## Name: Tridib Paul TUrjo
## Student ID:202059523

## Name: Md Jawad Ul Tazwar
## Student ID: 202057543

## Presentation Video link: https://youtu.be/P8wDpish9nA?si=wxdhndjjy2GaoU51

In [1]:
import pandas as pd
import matplotlib.pyplot as plt
import seaborn as sns
import ipywidgets as widgets
import numpy as np
from sklearn.linear_model import LinearRegression

In [2]:
df = pd.read_csv('open_gym.csv')

# GymSight: Activity Viewer

## Seasonal & Annual Gym Trends Snapshot

In [3]:
df['open_gym_start'] = pd.to_datetime(df['open_gym_start'])
df['quarter'] = df['open_gym_start'].dt.to_period('Q')
df['year'] = df['open_gym_start'].dt.to_period('Y')

In [4]:
def plot_trend(period='Y', facility='All'):
    if facility == 'All':
        filtered_df = df
    else:
        filtered_df = df[df['facility_title'] == facility]
    
    plt.figure(figsize=(10, 6))
    
    if period == 'Y':
        period_totals = filtered_df.groupby('year')['total'].sum().reset_index()
        period_totals['year'] = period_totals['year'].dt.to_timestamp()
        sns.lineplot(data=period_totals, x='year', y='total', marker='o', linestyle='-', color='b')
        plt.title(f'Yearly Total Participants in Open Gym Sessions ({facility})')
        plt.xlabel('Year', size = 12)
    else:
        period_totals = filtered_df.groupby('quarter')['total'].sum().reset_index()
        period_totals['quarter'] = period_totals['quarter'].dt.to_timestamp()
        
        quarter_mapping = {1: 'Q1', 2: 'Q2', 3: 'Q3', 4: 'Q4'}
        period_totals['quarter_name'] = period_totals['quarter'].dt.quarter.map(quarter_mapping)
        
        sns.scatterplot(data=period_totals, x='quarter', y='total', hue='quarter_name', palette=['red', 'green', 'blue', 'orange'], legend='full', s=100)
        sns.lineplot(data=period_totals, x='quarter', y='total', color='grey', linestyle='--')
        
        plt.title(f'Quarterly Total Participants in Open Gym Sessions ({facility})')
        plt.xlabel('Quarter', size = 12)
    
    plt.gca().set_facecolor('#f0f0f0')  
    plt.gcf().set_facecolor('#e0e0e0') 
    plt.ylabel('Total Participants', size = 12)
    plt.grid(False)
    plt.tight_layout()
    plt.show()

period_widget = widgets.RadioButtons(
    options=[('Yearly', 'Y'), ('Quarterly', 'Q')],
    value='Y',
    description='Period:',
    layout={'width': 'max-content'}
)

facilities_dropdown = widgets.Dropdown(
    options=['All'] + list(df['facility_title'].unique()),
    value='All',
    description='Facility:',
)

dropdowns_hbox = widgets.HBox([period_widget, facilities_dropdown])
widgets.interactive(plot_trend, period=period_widget, facility=facilities_dropdown)

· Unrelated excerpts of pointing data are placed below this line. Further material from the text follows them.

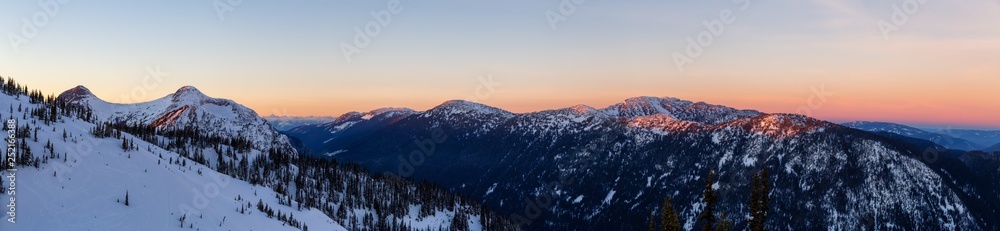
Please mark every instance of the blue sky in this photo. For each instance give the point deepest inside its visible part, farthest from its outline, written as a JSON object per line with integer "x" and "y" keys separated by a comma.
{"x": 285, "y": 57}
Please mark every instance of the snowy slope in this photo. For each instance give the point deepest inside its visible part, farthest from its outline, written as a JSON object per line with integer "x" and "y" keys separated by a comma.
{"x": 623, "y": 160}
{"x": 87, "y": 190}
{"x": 187, "y": 107}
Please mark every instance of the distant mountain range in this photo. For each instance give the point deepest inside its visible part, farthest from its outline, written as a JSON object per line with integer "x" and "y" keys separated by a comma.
{"x": 621, "y": 161}
{"x": 192, "y": 162}
{"x": 285, "y": 123}
{"x": 944, "y": 140}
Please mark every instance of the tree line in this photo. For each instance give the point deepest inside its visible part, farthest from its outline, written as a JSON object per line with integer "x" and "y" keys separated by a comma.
{"x": 713, "y": 220}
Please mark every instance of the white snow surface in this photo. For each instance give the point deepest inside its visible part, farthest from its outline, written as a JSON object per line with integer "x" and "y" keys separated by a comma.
{"x": 87, "y": 191}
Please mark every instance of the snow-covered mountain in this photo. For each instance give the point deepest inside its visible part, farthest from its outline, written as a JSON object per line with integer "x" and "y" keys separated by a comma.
{"x": 582, "y": 168}
{"x": 285, "y": 123}
{"x": 984, "y": 138}
{"x": 186, "y": 108}
{"x": 940, "y": 139}
{"x": 85, "y": 164}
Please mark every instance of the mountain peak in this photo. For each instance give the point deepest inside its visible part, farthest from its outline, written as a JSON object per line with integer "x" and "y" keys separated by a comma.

interactive(children=(RadioButtons(description='Period:', layout=Layout(width='max-content'), options=(('Yearl…

## Demographic Dynamics

In [5]:
df['open_gym_start'] = pd.to_datetime(df['open_gym_start'])
facilities = ['All'] + df['facility_title'].unique().tolist()
def plot_gender_by_facility(facility):
    if facility != 'All':
        df_filtered = df[df['facility_title'] == facility]
    else:
        df_filtered = df

    gender_totals_filtered = df_filtered.groupby('year').agg({'total_females': 'sum', 'total_males': 'sum'}).reset_index()

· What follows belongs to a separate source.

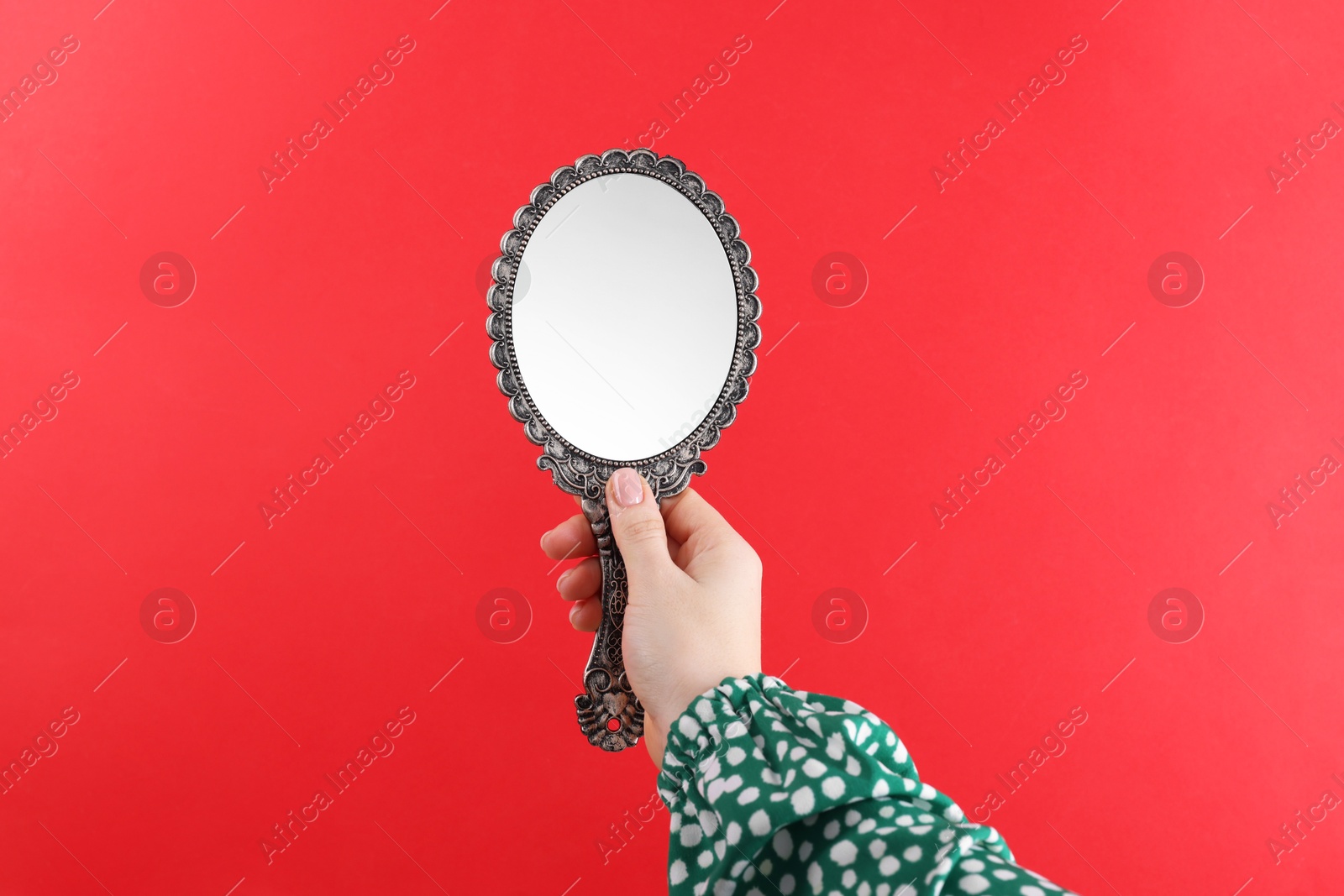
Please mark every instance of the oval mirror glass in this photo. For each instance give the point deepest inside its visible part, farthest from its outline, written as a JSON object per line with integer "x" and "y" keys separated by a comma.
{"x": 624, "y": 317}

    plt.figure(figsize=(10, 6))
    width = 0.4
    ind = range(len(gender_totals_filtered))
    plt.bar(ind, gender_totals_filtered['total_females'], width, label='Females', color='lightcoral', edgecolor='black')
    plt.bar([i + width for i in ind], gender_totals_filtered['total_males'], width, label='Males', color='lightblue', edgecolor='black')

    plt.ylabel('Total Participants', size = 12)
    plt.xlabel('Year', labelpad=16, size = 12)
    plt.title(f'Participants by Gender Over the Years ({facility})')
    plt.xticks([i + width / 2 for i in ind], gender_totals_filtered['year'].dt.year, rotation=45)
    plt.legend(loc='best')
    plt.grid(True, axis='y', linestyle='--', alpha=0.7)
    plt.tight_layout()
    plt.show()

def plot_residency_by_facility(facility):
    if facility != 'All':
        df_filtered = df[df['facility_title'] == facility]
    else:
        df_filtered = df

    residency_totals_filtered = df_filtered.groupby('year').agg({'total_residents': 'sum', 'total_non_residents': 'sum'}).reset_index()

    plt.figure(figsize=(10, 6))
    width = 0.4
    ind = range(len(residency_totals_filtered))
    plt.bar(ind, residency_totals_filtered['total_residents'], width, label='Residents', color='cadetblue', edgecolor='black')
    plt.bar([i + width for i in ind], residency_totals_filtered['total_non_residents'], width, label='Non-Residents', color='powderblue', edgecolor='black')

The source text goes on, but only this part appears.